O ensaio é marcado por vários níveis de discussões, que vão do papel da mulher na sociedade aos recursos técnicos disponíveis aos romancistas daquele então, o que inviabiliza qualquer tentativa de sintetizar, em poucas linhas, toda a trajetória de uma obra de 400 páginas. Mas é evidente a relação antagônica entre os dois romancistas que, juntos, fazem a passagem para uma era moderna. Alencar vai forjar um modelo de mulher a partir de seu ponto de vista de pessoa bem nascida, com fundas raízes na aristocracia, o que o leva a desenvolver uma literatura unificada por um projeto de construção da nova pátria. Neste projeto, cristão e aristocrático, ele se dirigiu às mulheres com o intuito de enaltecer as qualidades da virgindade, submissão, fidelidade e amorosa maternidade. Assim, em Lucíola, ele trabalha com a interdição da figura da decaída, que não se sente à altura do matrimônio ou do casamento, nem mesmo depois de ter se regenerado. Em Diva, é narrada a história da entrega total da mulher que, ao se apaixonar e contrair o matrimônio, rende-se totalmente ao seu senhor. De deusa poderosa, porque rica e independente da prisão afetiva, ela passa a ser a sombra de seu esposo que, no final das contas, casa-se na verdade é com o seu patrimônio. Em Senhora, as intenções econômicas subterrâneas, que caracterizam os matrimônios do período, são explicitadas. Há, no início, uma desumanização deste sacramento, tratado como uma transação empresarial corriqueira. Depois, para neutralizar a significação explosiva deste casamento tratado como negócio, Alencar faz com que o marido se redima e que o amor legitime a negociata, tirando da mulher o poder. Estas figuras femininas domadas vão confluir em Iracema, que é não só um modelo de mulher (decalque da figura da Virgem Maria, mãe intocada), como modelo de pátria, modelo visto como espaço onde deve imperar o mais forte - há nesta idéia a equivalência: índio = segundo sexo e colonizador = sexo masculino. Com estas trajetórias, Alencar estava propondo uma ética conservadora que tem os fundamentos em sua posição destacada dentro do campo do poder.

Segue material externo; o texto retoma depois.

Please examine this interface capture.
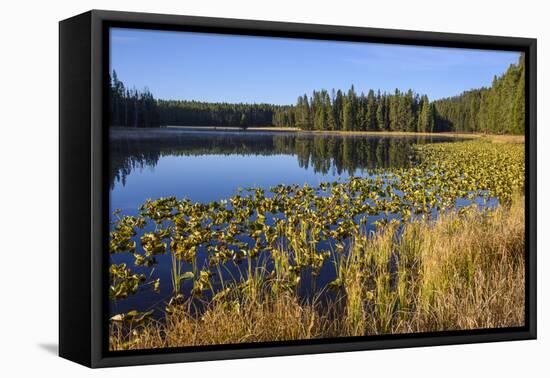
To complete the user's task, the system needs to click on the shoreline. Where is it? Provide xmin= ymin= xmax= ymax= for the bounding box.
xmin=165 ymin=125 xmax=299 ymax=132
xmin=110 ymin=126 xmax=525 ymax=143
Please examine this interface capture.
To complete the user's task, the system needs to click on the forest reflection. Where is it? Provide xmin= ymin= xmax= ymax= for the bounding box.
xmin=109 ymin=130 xmax=457 ymax=188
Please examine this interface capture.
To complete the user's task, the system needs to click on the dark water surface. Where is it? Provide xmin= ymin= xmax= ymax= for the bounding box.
xmin=109 ymin=128 xmax=462 ymax=316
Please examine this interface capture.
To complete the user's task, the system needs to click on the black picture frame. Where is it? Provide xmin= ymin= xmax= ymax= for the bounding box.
xmin=59 ymin=9 xmax=537 ymax=368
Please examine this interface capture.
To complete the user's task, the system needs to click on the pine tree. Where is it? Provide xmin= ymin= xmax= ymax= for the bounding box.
xmin=366 ymin=89 xmax=377 ymax=130
xmin=404 ymin=89 xmax=416 ymax=132
xmin=240 ymin=112 xmax=248 ymax=130
xmin=376 ymin=91 xmax=386 ymax=130
xmin=512 ymin=55 xmax=525 ymax=134
xmin=333 ymin=89 xmax=344 ymax=130
xmin=433 ymin=55 xmax=524 ymax=135
xmin=417 ymin=95 xmax=430 ymax=133
xmin=347 ymin=85 xmax=357 ymax=131
xmin=343 ymin=96 xmax=353 ymax=131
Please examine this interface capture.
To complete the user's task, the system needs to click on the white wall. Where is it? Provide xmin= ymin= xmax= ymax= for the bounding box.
xmin=1 ymin=0 xmax=546 ymax=375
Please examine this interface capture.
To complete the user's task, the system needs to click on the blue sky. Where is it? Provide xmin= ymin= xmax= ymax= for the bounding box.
xmin=110 ymin=28 xmax=521 ymax=105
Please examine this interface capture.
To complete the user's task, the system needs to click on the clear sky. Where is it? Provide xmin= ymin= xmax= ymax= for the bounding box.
xmin=110 ymin=27 xmax=521 ymax=105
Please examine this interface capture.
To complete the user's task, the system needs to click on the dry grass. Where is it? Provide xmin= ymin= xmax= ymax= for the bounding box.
xmin=301 ymin=130 xmax=525 ymax=144
xmin=110 ymin=293 xmax=331 ymax=350
xmin=369 ymin=193 xmax=525 ymax=334
xmin=481 ymin=134 xmax=525 ymax=144
xmin=110 ymin=194 xmax=525 ymax=350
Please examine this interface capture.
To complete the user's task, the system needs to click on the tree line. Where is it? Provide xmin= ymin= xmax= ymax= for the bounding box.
xmin=433 ymin=54 xmax=525 ymax=134
xmin=109 ymin=70 xmax=291 ymax=129
xmin=272 ymin=87 xmax=437 ymax=133
xmin=110 ymin=71 xmax=160 ymax=128
xmin=109 ymin=54 xmax=524 ymax=134
xmin=156 ymin=100 xmax=292 ymax=128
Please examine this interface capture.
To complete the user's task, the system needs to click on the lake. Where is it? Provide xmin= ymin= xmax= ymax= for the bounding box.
xmin=109 ymin=128 xmax=463 ymax=316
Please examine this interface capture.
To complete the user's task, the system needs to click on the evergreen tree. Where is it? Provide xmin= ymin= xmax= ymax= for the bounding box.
xmin=433 ymin=54 xmax=524 ymax=135
xmin=343 ymin=96 xmax=354 ymax=131
xmin=240 ymin=113 xmax=248 ymax=130
xmin=347 ymin=85 xmax=357 ymax=131
xmin=417 ymin=95 xmax=431 ymax=133
xmin=333 ymin=90 xmax=344 ymax=130
xmin=389 ymin=89 xmax=400 ymax=131
xmin=366 ymin=89 xmax=377 ymax=130
xmin=375 ymin=91 xmax=386 ymax=130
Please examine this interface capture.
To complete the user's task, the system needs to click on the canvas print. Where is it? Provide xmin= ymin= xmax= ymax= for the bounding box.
xmin=107 ymin=28 xmax=526 ymax=351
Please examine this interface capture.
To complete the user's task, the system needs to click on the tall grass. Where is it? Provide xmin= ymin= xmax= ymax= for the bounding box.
xmin=110 ymin=193 xmax=524 ymax=350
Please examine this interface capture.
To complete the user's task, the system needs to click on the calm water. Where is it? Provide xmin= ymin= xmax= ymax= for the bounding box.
xmin=109 ymin=128 xmax=461 ymax=316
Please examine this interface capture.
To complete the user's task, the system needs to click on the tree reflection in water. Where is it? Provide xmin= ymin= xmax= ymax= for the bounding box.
xmin=109 ymin=128 xmax=456 ymax=189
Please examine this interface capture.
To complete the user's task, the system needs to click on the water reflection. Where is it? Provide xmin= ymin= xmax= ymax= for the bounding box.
xmin=110 ymin=128 xmax=454 ymax=190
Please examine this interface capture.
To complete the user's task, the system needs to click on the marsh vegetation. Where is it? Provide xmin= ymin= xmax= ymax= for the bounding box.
xmin=108 ymin=136 xmax=525 ymax=350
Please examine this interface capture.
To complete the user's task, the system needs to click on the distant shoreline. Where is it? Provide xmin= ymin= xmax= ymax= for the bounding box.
xmin=165 ymin=125 xmax=300 ymax=132
xmin=110 ymin=126 xmax=524 ymax=143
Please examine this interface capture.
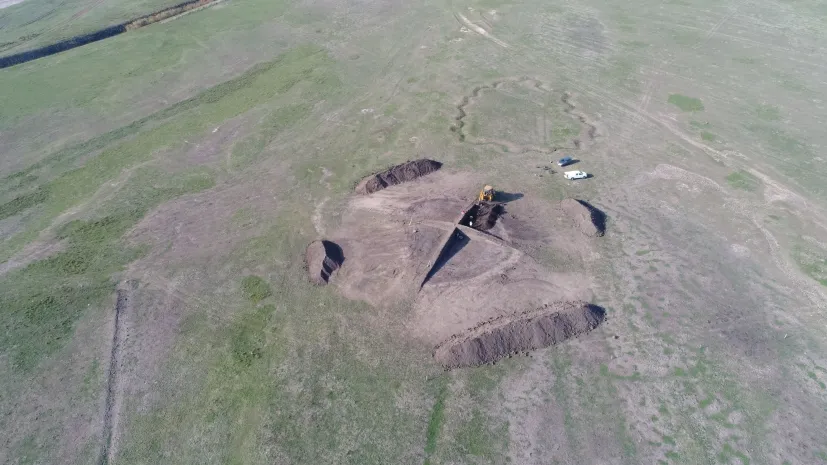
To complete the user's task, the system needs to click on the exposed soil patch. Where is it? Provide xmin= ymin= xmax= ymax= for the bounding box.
xmin=323 ymin=170 xmax=599 ymax=361
xmin=305 ymin=240 xmax=344 ymax=285
xmin=420 ymin=228 xmax=512 ymax=287
xmin=460 ymin=201 xmax=504 ymax=231
xmin=560 ymin=198 xmax=606 ymax=237
xmin=433 ymin=301 xmax=605 ymax=369
xmin=355 ymin=159 xmax=442 ymax=195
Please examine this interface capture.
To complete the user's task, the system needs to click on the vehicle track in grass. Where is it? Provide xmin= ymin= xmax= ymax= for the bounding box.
xmin=97 ymin=284 xmax=130 ymax=465
xmin=450 ymin=77 xmax=600 ymax=155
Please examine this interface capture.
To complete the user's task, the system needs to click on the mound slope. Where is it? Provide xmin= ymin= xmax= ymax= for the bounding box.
xmin=305 ymin=240 xmax=344 ymax=285
xmin=433 ymin=301 xmax=605 ymax=369
xmin=560 ymin=198 xmax=606 ymax=237
xmin=355 ymin=159 xmax=442 ymax=194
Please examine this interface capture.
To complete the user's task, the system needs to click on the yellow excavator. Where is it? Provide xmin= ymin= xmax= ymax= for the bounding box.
xmin=478 ymin=185 xmax=495 ymax=202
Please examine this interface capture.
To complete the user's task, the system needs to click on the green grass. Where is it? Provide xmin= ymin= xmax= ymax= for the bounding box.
xmin=424 ymin=379 xmax=449 ymax=464
xmin=600 ymin=57 xmax=642 ymax=94
xmin=118 ymin=259 xmax=433 ymax=463
xmin=699 ymin=395 xmax=714 ymax=409
xmin=240 ymin=276 xmax=272 ymax=304
xmin=753 ymin=104 xmax=781 ymax=121
xmin=0 ymin=167 xmax=214 ymax=371
xmin=718 ymin=443 xmax=750 ymax=465
xmin=460 ymin=84 xmax=581 ymax=147
xmin=665 ymin=450 xmax=681 ymax=460
xmin=3 ymin=0 xmax=825 ymax=461
xmin=454 ymin=409 xmax=504 ymax=457
xmin=555 ymin=352 xmax=639 ymax=462
xmin=229 ymin=103 xmax=313 ymax=170
xmin=0 ymin=45 xmax=335 ymax=262
xmin=13 ymin=435 xmax=40 ymax=465
xmin=0 ymin=188 xmax=48 ymax=220
xmin=0 ymin=0 xmax=189 ymax=52
xmin=229 ymin=304 xmax=275 ymax=366
xmin=742 ymin=123 xmax=825 ymax=198
xmin=792 ymin=245 xmax=827 ymax=286
xmin=0 ymin=0 xmax=296 ymax=132
xmin=668 ymin=94 xmax=704 ymax=112
xmin=726 ymin=170 xmax=761 ymax=191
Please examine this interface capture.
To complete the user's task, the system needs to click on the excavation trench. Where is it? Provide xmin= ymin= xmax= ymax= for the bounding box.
xmin=305 ymin=240 xmax=344 ymax=285
xmin=459 ymin=201 xmax=503 ymax=231
xmin=0 ymin=0 xmax=223 ymax=68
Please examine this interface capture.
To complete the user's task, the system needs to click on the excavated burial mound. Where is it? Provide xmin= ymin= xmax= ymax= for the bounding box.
xmin=434 ymin=301 xmax=605 ymax=369
xmin=305 ymin=240 xmax=344 ymax=285
xmin=355 ymin=159 xmax=442 ymax=194
xmin=460 ymin=202 xmax=504 ymax=231
xmin=560 ymin=198 xmax=606 ymax=237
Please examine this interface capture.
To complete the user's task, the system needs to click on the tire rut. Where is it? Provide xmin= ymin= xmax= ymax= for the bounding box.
xmin=97 ymin=284 xmax=130 ymax=465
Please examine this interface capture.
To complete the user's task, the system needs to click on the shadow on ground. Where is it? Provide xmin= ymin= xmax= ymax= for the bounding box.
xmin=496 ymin=192 xmax=523 ymax=203
xmin=422 ymin=229 xmax=469 ymax=285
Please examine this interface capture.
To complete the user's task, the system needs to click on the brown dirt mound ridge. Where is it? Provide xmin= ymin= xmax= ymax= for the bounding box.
xmin=433 ymin=301 xmax=605 ymax=369
xmin=305 ymin=240 xmax=344 ymax=285
xmin=460 ymin=201 xmax=504 ymax=231
xmin=355 ymin=159 xmax=442 ymax=194
xmin=560 ymin=198 xmax=606 ymax=237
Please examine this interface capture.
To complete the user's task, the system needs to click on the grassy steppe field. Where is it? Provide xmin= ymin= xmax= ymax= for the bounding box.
xmin=1 ymin=0 xmax=827 ymax=463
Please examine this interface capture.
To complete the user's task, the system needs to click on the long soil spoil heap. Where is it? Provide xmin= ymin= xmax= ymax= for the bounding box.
xmin=355 ymin=159 xmax=442 ymax=194
xmin=305 ymin=240 xmax=344 ymax=285
xmin=434 ymin=301 xmax=605 ymax=369
xmin=560 ymin=198 xmax=606 ymax=237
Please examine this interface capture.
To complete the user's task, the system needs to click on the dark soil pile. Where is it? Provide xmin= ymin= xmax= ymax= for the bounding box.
xmin=433 ymin=301 xmax=605 ymax=369
xmin=560 ymin=198 xmax=606 ymax=237
xmin=355 ymin=159 xmax=442 ymax=194
xmin=305 ymin=240 xmax=344 ymax=285
xmin=460 ymin=202 xmax=504 ymax=231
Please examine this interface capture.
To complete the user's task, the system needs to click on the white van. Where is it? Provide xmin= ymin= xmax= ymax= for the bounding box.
xmin=564 ymin=170 xmax=588 ymax=180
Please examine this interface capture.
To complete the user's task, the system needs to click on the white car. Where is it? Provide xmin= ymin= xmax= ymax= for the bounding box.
xmin=564 ymin=170 xmax=588 ymax=180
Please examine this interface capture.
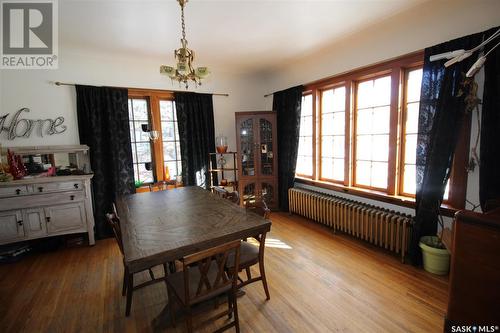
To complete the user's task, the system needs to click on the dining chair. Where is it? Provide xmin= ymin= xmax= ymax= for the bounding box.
xmin=245 ymin=195 xmax=271 ymax=220
xmin=105 ymin=212 xmax=169 ymax=316
xmin=166 ymin=240 xmax=241 ymax=333
xmin=225 ymin=194 xmax=271 ymax=300
xmin=226 ymin=230 xmax=270 ymax=301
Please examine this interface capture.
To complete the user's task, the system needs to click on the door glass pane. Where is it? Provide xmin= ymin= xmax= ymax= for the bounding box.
xmin=163 ymin=142 xmax=176 ymax=161
xmin=260 ymin=119 xmax=274 ymax=175
xmin=132 ymin=99 xmax=148 ymax=121
xmin=240 ymin=119 xmax=255 ymax=176
xmin=134 ymin=122 xmax=150 ymax=142
xmin=160 ymin=100 xmax=175 ymax=120
xmin=137 ymin=163 xmax=153 ymax=183
xmin=136 ymin=143 xmax=151 ymax=163
xmin=161 ymin=121 xmax=175 ymax=141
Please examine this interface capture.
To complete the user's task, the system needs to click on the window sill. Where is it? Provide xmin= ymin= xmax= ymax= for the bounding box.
xmin=294 ymin=177 xmax=458 ymax=217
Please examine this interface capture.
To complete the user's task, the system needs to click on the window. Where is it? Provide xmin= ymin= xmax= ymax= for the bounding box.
xmin=294 ymin=52 xmax=469 ymax=211
xmin=128 ymin=98 xmax=153 ymax=183
xmin=401 ymin=68 xmax=422 ymax=196
xmin=159 ymin=100 xmax=182 ymax=179
xmin=296 ymin=94 xmax=313 ymax=177
xmin=320 ymin=86 xmax=346 ymax=182
xmin=354 ymin=76 xmax=391 ymax=190
xmin=128 ymin=90 xmax=182 ymax=188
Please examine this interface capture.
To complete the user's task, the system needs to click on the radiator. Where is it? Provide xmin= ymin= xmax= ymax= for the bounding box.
xmin=288 ymin=188 xmax=413 ymax=263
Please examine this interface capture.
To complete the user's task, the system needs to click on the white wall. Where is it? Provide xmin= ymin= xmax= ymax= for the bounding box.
xmin=262 ymin=0 xmax=500 ymax=215
xmin=1 ymin=0 xmax=498 ymax=214
xmin=0 ymin=46 xmax=269 ymax=151
xmin=262 ymin=0 xmax=500 ymax=94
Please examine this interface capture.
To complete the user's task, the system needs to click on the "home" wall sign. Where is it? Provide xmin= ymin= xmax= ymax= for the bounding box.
xmin=0 ymin=108 xmax=67 ymax=140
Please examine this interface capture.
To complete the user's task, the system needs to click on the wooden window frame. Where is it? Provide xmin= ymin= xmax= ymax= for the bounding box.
xmin=296 ymin=91 xmax=316 ymax=179
xmin=318 ymin=83 xmax=349 ymax=186
xmin=352 ymin=72 xmax=395 ymax=193
xmin=295 ymin=51 xmax=470 ymax=215
xmin=128 ymin=89 xmax=177 ymax=189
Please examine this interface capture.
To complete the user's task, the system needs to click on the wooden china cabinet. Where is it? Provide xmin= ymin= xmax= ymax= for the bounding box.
xmin=235 ymin=111 xmax=278 ymax=209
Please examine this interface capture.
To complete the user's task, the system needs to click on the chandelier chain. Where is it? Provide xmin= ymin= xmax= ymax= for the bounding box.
xmin=180 ymin=3 xmax=186 ymax=41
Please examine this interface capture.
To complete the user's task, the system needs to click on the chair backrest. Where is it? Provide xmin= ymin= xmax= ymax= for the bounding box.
xmin=246 ymin=194 xmax=271 ymax=219
xmin=181 ymin=240 xmax=241 ymax=305
xmin=105 ymin=212 xmax=124 ymax=255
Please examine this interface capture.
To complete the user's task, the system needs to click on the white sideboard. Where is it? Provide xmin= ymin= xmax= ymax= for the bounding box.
xmin=0 ymin=175 xmax=95 ymax=246
xmin=0 ymin=145 xmax=95 ymax=246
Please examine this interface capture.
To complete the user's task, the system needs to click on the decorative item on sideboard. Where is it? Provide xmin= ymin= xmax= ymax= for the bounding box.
xmin=0 ymin=145 xmax=92 ymax=182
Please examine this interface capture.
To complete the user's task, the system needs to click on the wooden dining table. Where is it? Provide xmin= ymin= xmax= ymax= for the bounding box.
xmin=116 ymin=186 xmax=272 ymax=327
xmin=116 ymin=185 xmax=272 ymax=278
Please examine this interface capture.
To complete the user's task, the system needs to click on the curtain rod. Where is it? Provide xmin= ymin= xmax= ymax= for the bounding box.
xmin=264 ymin=93 xmax=273 ymax=97
xmin=54 ymin=81 xmax=229 ymax=97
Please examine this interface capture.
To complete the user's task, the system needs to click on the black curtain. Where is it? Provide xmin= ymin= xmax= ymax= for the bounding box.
xmin=273 ymin=85 xmax=304 ymax=211
xmin=410 ymin=29 xmax=494 ymax=263
xmin=174 ymin=92 xmax=215 ymax=190
xmin=76 ymin=85 xmax=135 ymax=239
xmin=480 ymin=31 xmax=500 ymax=211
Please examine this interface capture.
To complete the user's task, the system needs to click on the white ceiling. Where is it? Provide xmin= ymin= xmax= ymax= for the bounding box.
xmin=60 ymin=0 xmax=427 ymax=73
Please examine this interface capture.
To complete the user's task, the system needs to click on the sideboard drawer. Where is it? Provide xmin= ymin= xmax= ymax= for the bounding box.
xmin=32 ymin=181 xmax=83 ymax=194
xmin=0 ymin=191 xmax=85 ymax=210
xmin=0 ymin=186 xmax=30 ymax=198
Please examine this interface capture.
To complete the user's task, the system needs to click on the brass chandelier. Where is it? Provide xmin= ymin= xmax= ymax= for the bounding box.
xmin=160 ymin=0 xmax=209 ymax=88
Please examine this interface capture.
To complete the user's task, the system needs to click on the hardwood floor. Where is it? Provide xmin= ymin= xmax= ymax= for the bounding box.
xmin=0 ymin=213 xmax=448 ymax=332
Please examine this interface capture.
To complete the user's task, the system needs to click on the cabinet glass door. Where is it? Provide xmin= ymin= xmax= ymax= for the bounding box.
xmin=240 ymin=118 xmax=256 ymax=176
xmin=259 ymin=118 xmax=274 ymax=176
xmin=261 ymin=182 xmax=276 ymax=207
xmin=243 ymin=183 xmax=256 ymax=205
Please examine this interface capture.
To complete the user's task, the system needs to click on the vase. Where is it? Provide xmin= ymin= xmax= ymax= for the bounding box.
xmin=216 ymin=134 xmax=228 ymax=153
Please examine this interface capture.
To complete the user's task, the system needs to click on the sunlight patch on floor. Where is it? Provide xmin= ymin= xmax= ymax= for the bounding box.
xmin=247 ymin=237 xmax=292 ymax=249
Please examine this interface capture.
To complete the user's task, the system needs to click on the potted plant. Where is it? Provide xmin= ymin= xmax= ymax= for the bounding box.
xmin=419 ymin=202 xmax=450 ymax=275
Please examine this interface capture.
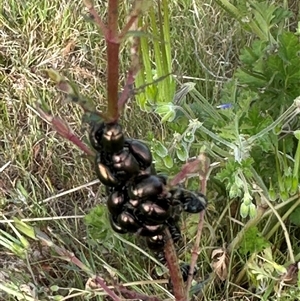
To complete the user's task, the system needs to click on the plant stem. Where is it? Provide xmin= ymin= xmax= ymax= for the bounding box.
xmin=107 ymin=0 xmax=120 ymax=122
xmin=118 ymin=9 xmax=140 ymax=110
xmin=164 ymin=228 xmax=187 ymax=301
xmin=84 ymin=1 xmax=108 ymax=37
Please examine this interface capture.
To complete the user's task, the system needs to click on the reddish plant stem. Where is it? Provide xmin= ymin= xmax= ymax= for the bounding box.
xmin=36 ymin=229 xmax=121 ymax=301
xmin=115 ymin=285 xmax=163 ymax=301
xmin=164 ymin=228 xmax=187 ymax=301
xmin=36 ymin=108 xmax=95 ymax=157
xmin=106 ymin=0 xmax=120 ymax=122
xmin=118 ymin=14 xmax=139 ymax=40
xmin=51 ymin=117 xmax=95 ymax=157
xmin=170 ymin=158 xmax=202 ymax=187
xmin=118 ymin=13 xmax=139 ymax=110
xmin=86 ymin=5 xmax=108 ymax=37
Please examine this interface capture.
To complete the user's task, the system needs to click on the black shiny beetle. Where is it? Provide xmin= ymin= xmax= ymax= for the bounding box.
xmin=111 ymin=149 xmax=140 ymax=175
xmin=146 ymin=234 xmax=165 ymax=251
xmin=128 ymin=174 xmax=165 ymax=200
xmin=167 ymin=223 xmax=182 ymax=243
xmin=136 ymin=201 xmax=171 ymax=225
xmin=95 ymin=155 xmax=119 ymax=187
xmin=180 ymin=263 xmax=198 ymax=282
xmin=117 ymin=209 xmax=141 ymax=233
xmin=107 ymin=189 xmax=127 ymax=215
xmin=89 ymin=122 xmax=105 ymax=151
xmin=138 ymin=223 xmax=166 ymax=237
xmin=102 ymin=123 xmax=125 ymax=153
xmin=125 ymin=139 xmax=153 ymax=169
xmin=109 ymin=214 xmax=128 ymax=234
xmin=171 ymin=188 xmax=207 ymax=214
xmin=89 ymin=122 xmax=125 ymax=153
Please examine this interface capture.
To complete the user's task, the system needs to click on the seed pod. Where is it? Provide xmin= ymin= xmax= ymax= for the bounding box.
xmin=107 ymin=190 xmax=127 ymax=215
xmin=126 ymin=139 xmax=153 ymax=169
xmin=128 ymin=175 xmax=164 ymax=200
xmin=137 ymin=201 xmax=171 ymax=225
xmin=117 ymin=211 xmax=141 ymax=233
xmin=109 ymin=214 xmax=128 ymax=234
xmin=112 ymin=150 xmax=140 ymax=175
xmin=102 ymin=123 xmax=124 ymax=153
xmin=138 ymin=224 xmax=165 ymax=237
xmin=240 ymin=202 xmax=249 ymax=218
xmin=89 ymin=122 xmax=105 ymax=151
xmin=95 ymin=155 xmax=118 ymax=187
xmin=146 ymin=235 xmax=165 ymax=251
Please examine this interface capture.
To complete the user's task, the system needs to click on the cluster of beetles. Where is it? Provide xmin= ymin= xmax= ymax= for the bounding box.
xmin=89 ymin=121 xmax=207 ymax=282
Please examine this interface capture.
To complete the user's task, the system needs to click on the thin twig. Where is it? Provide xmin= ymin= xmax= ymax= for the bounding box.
xmin=84 ymin=1 xmax=108 ymax=37
xmin=115 ymin=284 xmax=163 ymax=301
xmin=119 ymin=15 xmax=139 ymax=40
xmin=118 ymin=10 xmax=140 ymax=110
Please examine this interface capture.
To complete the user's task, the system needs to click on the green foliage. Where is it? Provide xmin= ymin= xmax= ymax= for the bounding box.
xmin=289 ymin=206 xmax=300 ymax=226
xmin=215 ymin=0 xmax=292 ymax=41
xmin=141 ymin=1 xmax=300 ymax=214
xmin=135 ymin=0 xmax=176 ymax=111
xmin=216 ymin=157 xmax=254 ymax=199
xmin=2 ymin=0 xmax=300 ymax=299
xmin=84 ymin=205 xmax=115 ymax=243
xmin=239 ymin=226 xmax=270 ymax=256
xmin=235 ymin=31 xmax=300 ymax=115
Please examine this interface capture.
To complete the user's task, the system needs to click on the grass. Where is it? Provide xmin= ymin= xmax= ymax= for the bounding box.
xmin=1 ymin=0 xmax=299 ymax=300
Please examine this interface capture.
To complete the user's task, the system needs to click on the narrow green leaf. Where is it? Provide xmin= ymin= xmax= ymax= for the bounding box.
xmin=13 ymin=218 xmax=37 ymax=240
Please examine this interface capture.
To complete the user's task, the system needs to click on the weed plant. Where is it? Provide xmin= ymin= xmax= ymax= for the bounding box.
xmin=0 ymin=0 xmax=300 ymax=301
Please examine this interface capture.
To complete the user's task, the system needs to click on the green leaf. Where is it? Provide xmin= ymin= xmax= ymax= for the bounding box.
xmin=176 ymin=142 xmax=189 ymax=161
xmin=277 ymin=32 xmax=300 ymax=64
xmin=155 ymin=103 xmax=176 ymax=123
xmin=239 ymin=40 xmax=268 ymax=68
xmin=45 ymin=69 xmax=99 ymax=117
xmin=84 ymin=205 xmax=112 ymax=241
xmin=239 ymin=226 xmax=270 ymax=255
xmin=50 ymin=285 xmax=59 ymax=292
xmin=153 ymin=141 xmax=168 ymax=158
xmin=183 ymin=131 xmax=195 ymax=143
xmin=13 ymin=218 xmax=37 ymax=240
xmin=163 ymin=154 xmax=173 ymax=168
xmin=289 ymin=206 xmax=300 ymax=226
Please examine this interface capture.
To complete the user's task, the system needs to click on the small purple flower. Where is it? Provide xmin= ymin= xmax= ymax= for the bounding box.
xmin=216 ymin=103 xmax=233 ymax=109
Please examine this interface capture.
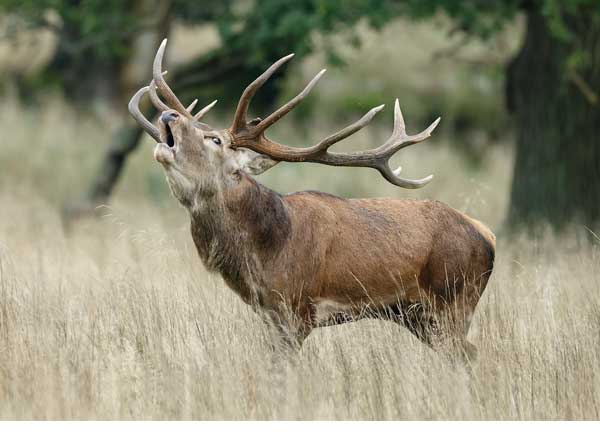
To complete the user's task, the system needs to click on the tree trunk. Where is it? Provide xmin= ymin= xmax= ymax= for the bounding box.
xmin=63 ymin=0 xmax=171 ymax=221
xmin=506 ymin=9 xmax=600 ymax=231
xmin=46 ymin=23 xmax=119 ymax=104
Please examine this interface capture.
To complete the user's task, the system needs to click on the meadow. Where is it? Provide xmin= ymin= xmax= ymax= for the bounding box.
xmin=1 ymin=19 xmax=599 ymax=420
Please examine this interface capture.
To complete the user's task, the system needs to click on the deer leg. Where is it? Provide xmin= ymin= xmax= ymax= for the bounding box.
xmin=373 ymin=302 xmax=437 ymax=348
xmin=432 ymin=291 xmax=479 ymax=364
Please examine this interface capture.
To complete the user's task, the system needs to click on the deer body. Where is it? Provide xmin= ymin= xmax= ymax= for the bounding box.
xmin=188 ymin=172 xmax=495 ymax=348
xmin=128 ymin=39 xmax=496 ymax=356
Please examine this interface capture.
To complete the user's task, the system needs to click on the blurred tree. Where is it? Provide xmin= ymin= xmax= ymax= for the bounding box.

Já Machado de Assis, que tinha um pé na pobreza e outro na classe dominante, vai fundar os romances em questão numa latitude frontalmente oposta à de seu predecessor. Explorando as ambigüidades e os comportamentos dissimulados, ele consegue retratar uma população de carne e osso. Como não tem um projeto edificante como Alencar, com os seus livros, em que prepondera um ponto de vista cínico, ele busca desvelar, através de um discurso movediço que se estabelece nas entrelinhas da ironia, as artimanhas econômicas camufladas no matrimônio. O adultério (mais precisamente a mulher adúltera) é para ele o ponto fraco através do qual a sociedade aristocrata (ou apenas com aspirações aristocráticas) deixa-se flagrar em sua hipocrisia e ganância.

Apontar tais questões, no entanto, não é sintetizar as propostas de livro tão rico em detalhes e reflexões, mas apenas uma rude tentativa de localizar o centro das discussões. Com Mulheres de Papel, Luis Filipe Ribeiro, que está muito além do rasteiro animal acadêmico, põe em circulação um formato de ensaio que dispensa as insígnias de nobreza e as paráfrases teóricas. Para este intelectual, inexiste a figura do erudito. Autor e leitor ocupam a mesma posição, são pessoas interessadas no fenômeno literário num encontro marcado neste continente que vinha sendo esquecido nas discussões acadêmicas: a obra literária. Este posicionamento é muito mais do que uma reverência à literatura, é também um ato de respeito para com o leitor.


* Esta matéria foi publicada originalmente em O Estado de S. Paulo, em 08/03/97.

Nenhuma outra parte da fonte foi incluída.